【萬物相】夷をもって夷を制す

【萬物相】夷をもって夷を制す

 丙子胡乱(1636-37年の清の朝鮮侵略)の際、敵と同じくらい百姓に憎まれた人物が鄭命寿(チョン・ミョンス)という朝鮮人だった。捕虜になったものの清の言葉を学んで敵将の通訳官として朝鮮に戻り、幅を利かせた。朝鮮の内情を清に密告し、朝鮮の忠臣を死に追いやり、奸臣と結託して国政を牛耳った。朝鮮が国防に力を入れようとすれば飛んでいって告げ口するため、誰もが震え上がった。彼に賄賂(わいろ)を渡し、妻の親戚の官奴婢にまで官職を与えた。朝鮮には忠臣が多かったが、大国の権威を笠に着た鄭命寿らにはかなわなかった。

 1895年の乙未事変は、日本が朝鮮の王妃を殺害した野蛮な国家犯罪だった。だが、見たくない部分がある。朝鮮人の加担者だ。禹範善(ウ・ボムソン)は王室を守る訓練隊の大隊長だった。その彼が日本の軍人に王宮の門を開いてやり、殺害の現場を護衛した。前日、日本の公使に蛮行を催促したのも、斬りつけられて息を弾ませていた王妃に火をつけたのも禹範善だという記録がある。だが正義はまだ生きているようだ。大国にすりよってよい暮らしを手に入れた鄭命寿、禹範善ともに同胞の手で殺されたのだから。

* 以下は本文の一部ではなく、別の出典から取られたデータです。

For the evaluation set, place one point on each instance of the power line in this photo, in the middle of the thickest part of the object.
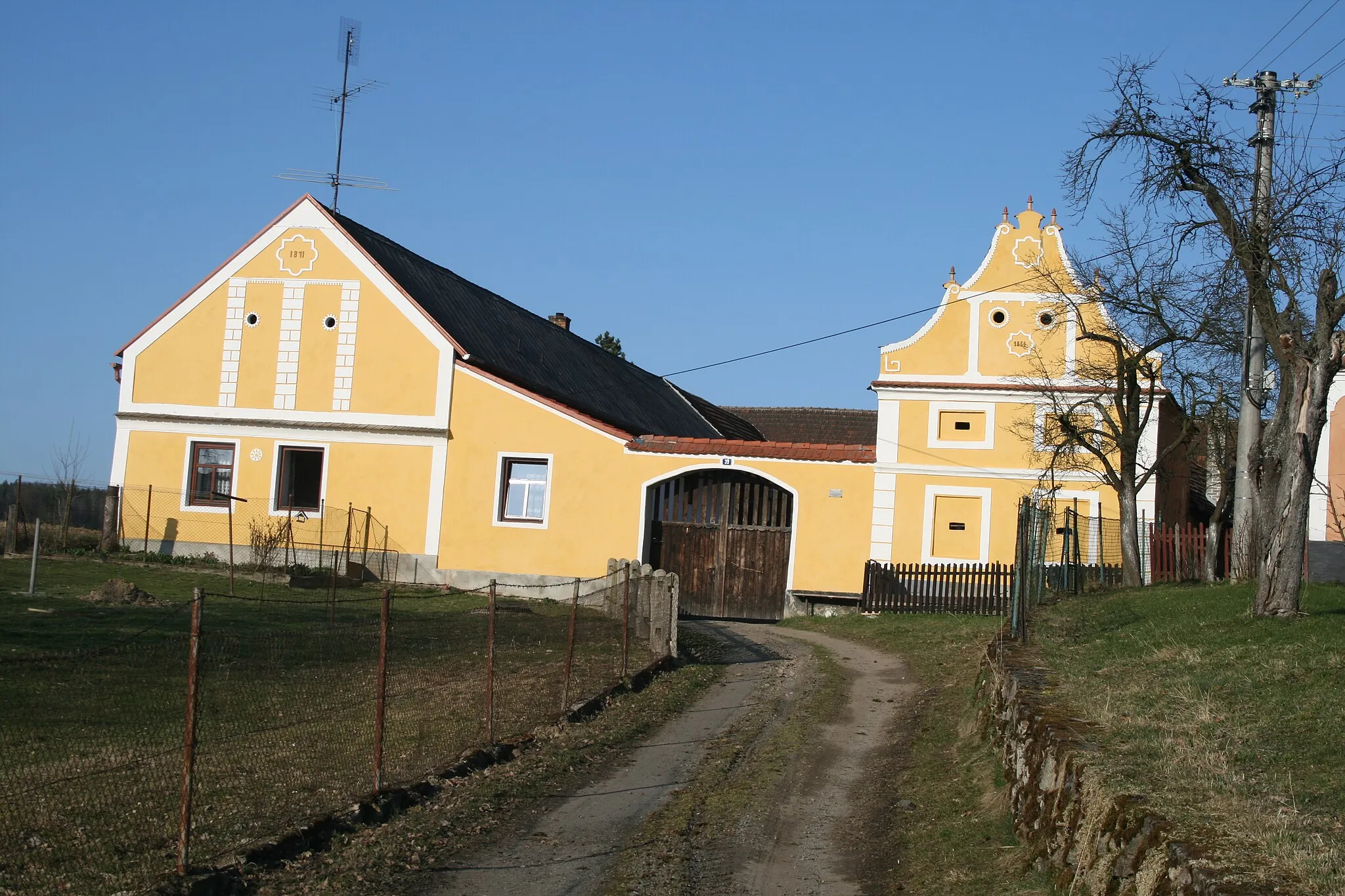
(1334, 3)
(889, 320)
(1261, 49)
(1309, 66)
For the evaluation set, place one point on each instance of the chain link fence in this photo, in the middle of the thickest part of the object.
(228, 723)
(1061, 551)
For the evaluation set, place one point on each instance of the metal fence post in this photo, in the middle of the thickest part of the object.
(381, 699)
(569, 648)
(490, 667)
(626, 618)
(33, 570)
(150, 501)
(188, 740)
(231, 544)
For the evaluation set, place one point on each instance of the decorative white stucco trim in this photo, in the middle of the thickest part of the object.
(973, 408)
(927, 527)
(287, 354)
(343, 378)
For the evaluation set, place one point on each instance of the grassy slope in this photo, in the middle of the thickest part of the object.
(1232, 726)
(267, 667)
(958, 839)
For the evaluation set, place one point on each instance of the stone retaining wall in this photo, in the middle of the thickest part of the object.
(1097, 842)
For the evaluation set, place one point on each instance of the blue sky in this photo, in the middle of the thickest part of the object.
(703, 179)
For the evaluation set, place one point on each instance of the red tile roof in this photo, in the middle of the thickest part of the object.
(739, 448)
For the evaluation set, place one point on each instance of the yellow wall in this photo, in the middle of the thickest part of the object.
(396, 366)
(390, 479)
(596, 492)
(908, 531)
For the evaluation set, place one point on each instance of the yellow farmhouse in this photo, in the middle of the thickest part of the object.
(324, 367)
(966, 403)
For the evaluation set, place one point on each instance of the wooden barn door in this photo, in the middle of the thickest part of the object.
(726, 535)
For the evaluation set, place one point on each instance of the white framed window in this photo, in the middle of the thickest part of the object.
(210, 471)
(523, 489)
(299, 477)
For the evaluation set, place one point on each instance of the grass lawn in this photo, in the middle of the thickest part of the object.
(1234, 727)
(958, 839)
(92, 703)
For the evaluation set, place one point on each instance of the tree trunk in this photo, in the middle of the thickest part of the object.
(1132, 571)
(1282, 515)
(1215, 535)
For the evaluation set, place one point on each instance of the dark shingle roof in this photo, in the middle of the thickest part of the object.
(816, 425)
(527, 350)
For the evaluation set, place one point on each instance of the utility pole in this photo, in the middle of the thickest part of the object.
(1254, 391)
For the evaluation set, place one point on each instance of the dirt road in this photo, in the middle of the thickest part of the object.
(798, 839)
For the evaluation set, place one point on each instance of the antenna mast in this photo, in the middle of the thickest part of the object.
(349, 55)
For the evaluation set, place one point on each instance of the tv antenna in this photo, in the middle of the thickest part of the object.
(349, 55)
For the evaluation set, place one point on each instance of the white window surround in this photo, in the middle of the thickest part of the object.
(975, 408)
(499, 489)
(1039, 427)
(186, 473)
(954, 492)
(275, 477)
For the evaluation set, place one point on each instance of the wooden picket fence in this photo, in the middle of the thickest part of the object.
(1178, 553)
(978, 589)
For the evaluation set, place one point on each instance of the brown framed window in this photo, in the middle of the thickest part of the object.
(300, 482)
(523, 490)
(211, 475)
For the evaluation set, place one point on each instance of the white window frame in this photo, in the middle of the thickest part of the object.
(956, 492)
(498, 505)
(275, 477)
(977, 408)
(183, 504)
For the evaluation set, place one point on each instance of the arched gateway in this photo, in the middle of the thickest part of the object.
(728, 535)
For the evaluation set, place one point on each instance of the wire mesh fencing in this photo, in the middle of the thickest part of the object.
(341, 542)
(1061, 551)
(232, 721)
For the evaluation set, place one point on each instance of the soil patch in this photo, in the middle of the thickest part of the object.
(121, 593)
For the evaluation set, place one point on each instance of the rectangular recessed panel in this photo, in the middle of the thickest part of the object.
(957, 527)
(962, 426)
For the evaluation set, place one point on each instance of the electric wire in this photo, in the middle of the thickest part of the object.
(889, 320)
(1309, 66)
(1262, 49)
(1334, 3)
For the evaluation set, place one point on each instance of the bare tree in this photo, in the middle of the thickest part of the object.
(66, 465)
(1220, 441)
(1189, 165)
(1134, 327)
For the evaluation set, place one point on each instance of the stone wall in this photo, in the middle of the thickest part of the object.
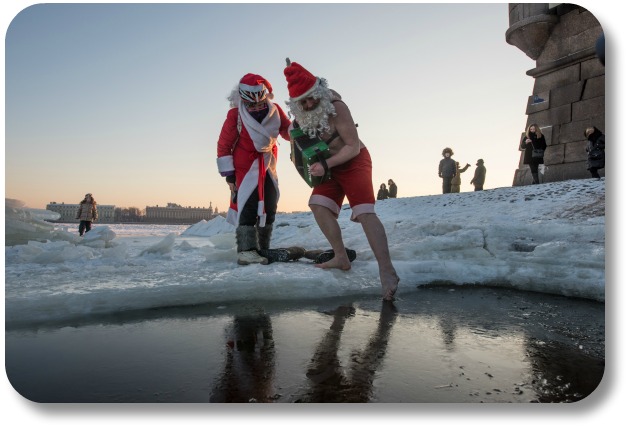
(568, 78)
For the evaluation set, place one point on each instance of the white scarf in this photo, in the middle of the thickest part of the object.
(264, 135)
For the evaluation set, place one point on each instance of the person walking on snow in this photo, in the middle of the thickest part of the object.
(247, 158)
(320, 111)
(87, 213)
(447, 169)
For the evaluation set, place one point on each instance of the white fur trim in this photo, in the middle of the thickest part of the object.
(232, 217)
(308, 92)
(261, 214)
(225, 164)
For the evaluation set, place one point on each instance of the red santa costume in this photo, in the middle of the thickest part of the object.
(247, 149)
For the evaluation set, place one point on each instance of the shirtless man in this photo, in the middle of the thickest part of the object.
(320, 111)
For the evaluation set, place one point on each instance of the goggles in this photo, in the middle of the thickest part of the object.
(253, 97)
(256, 106)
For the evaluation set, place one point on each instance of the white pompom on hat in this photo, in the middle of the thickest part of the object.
(301, 82)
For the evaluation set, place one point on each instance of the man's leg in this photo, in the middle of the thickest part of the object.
(328, 224)
(376, 235)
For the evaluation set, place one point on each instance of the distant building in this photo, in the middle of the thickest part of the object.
(68, 212)
(176, 214)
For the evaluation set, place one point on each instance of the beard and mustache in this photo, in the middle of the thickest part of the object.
(316, 120)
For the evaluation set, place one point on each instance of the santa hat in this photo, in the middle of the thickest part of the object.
(254, 88)
(301, 83)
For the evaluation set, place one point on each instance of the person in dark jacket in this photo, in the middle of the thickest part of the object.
(87, 213)
(596, 155)
(447, 169)
(531, 141)
(392, 189)
(479, 176)
(382, 192)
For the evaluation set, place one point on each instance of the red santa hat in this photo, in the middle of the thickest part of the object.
(301, 83)
(254, 88)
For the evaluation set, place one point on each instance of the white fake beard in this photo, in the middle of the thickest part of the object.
(316, 120)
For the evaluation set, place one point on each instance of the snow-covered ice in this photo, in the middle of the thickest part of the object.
(548, 238)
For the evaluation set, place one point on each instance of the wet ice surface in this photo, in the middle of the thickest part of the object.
(147, 313)
(437, 344)
(548, 238)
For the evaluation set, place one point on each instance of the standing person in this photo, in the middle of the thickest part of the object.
(321, 111)
(392, 189)
(447, 169)
(382, 193)
(87, 213)
(596, 146)
(479, 176)
(534, 145)
(247, 158)
(457, 181)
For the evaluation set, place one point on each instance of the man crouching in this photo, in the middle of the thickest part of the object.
(321, 112)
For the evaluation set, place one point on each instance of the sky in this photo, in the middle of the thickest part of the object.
(127, 101)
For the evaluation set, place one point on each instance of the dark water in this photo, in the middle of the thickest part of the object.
(434, 345)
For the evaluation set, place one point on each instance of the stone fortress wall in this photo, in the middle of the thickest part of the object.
(569, 89)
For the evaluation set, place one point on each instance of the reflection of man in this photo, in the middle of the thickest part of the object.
(328, 382)
(319, 111)
(249, 362)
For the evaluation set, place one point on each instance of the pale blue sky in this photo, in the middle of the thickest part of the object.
(127, 101)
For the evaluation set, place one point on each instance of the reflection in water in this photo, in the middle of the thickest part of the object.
(249, 362)
(328, 382)
(562, 374)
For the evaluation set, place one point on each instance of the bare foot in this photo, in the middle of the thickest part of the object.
(341, 263)
(390, 282)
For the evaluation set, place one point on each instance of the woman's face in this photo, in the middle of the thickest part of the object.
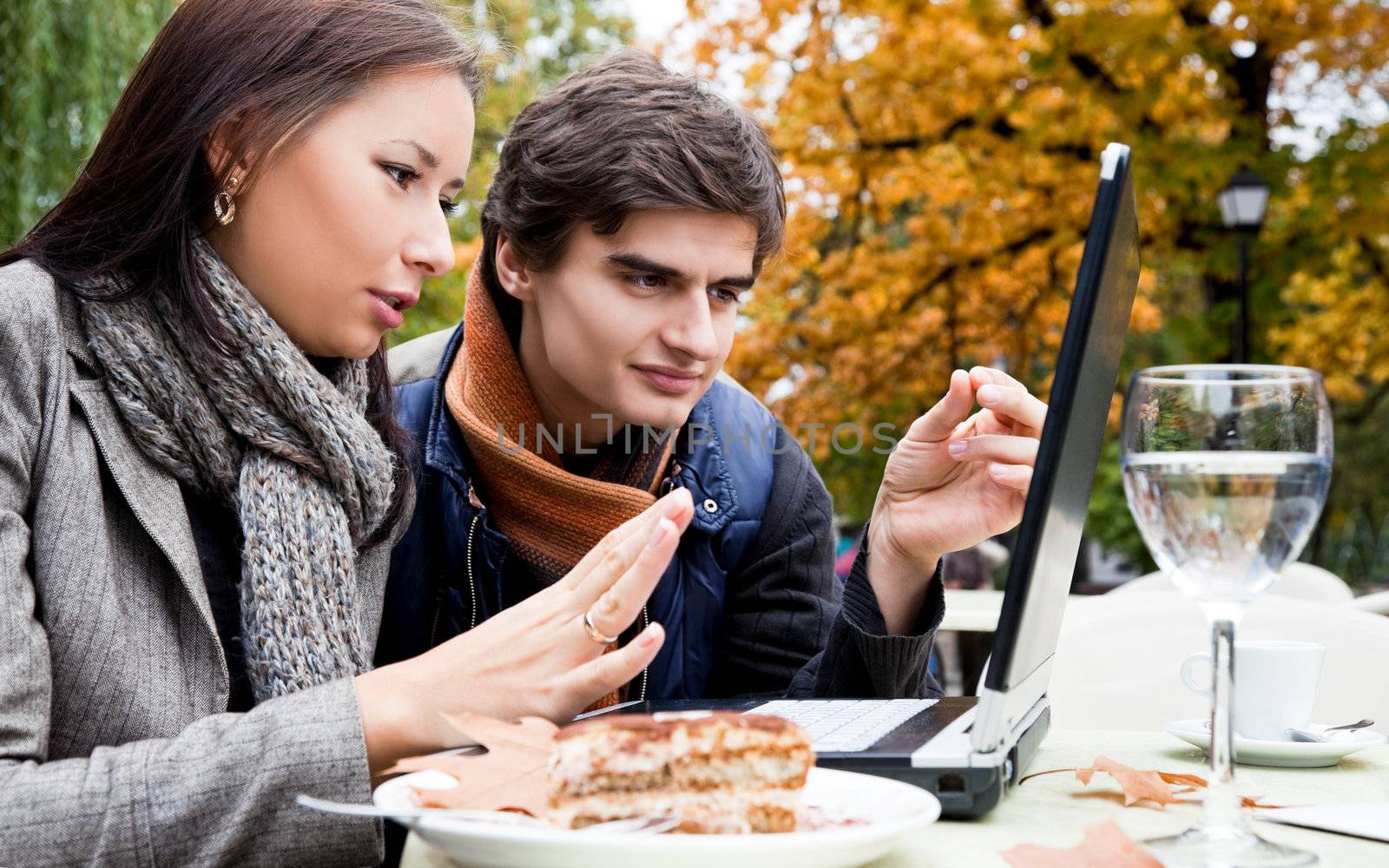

 もっとも、はるかに論争の多い人物は興宣大院君だ。彼は日本軍の護衛を受け、王妃殺害時に王宮に入った。日本側は、彼を利用して事件を王宮内の暗闘に見せかけようとした。強制的に連れてこられたという説も、積極的に動いたという説もある。ともかく、結果的に彼は日本を助けた。世の中を見る目は暗かったとしても、愛国心だけは透徹していた人物が、なぜそんなことをしたのだろうか。国をすっかり忘れてしまうほど「自分たちの中の敵」が憎かったのだろうか。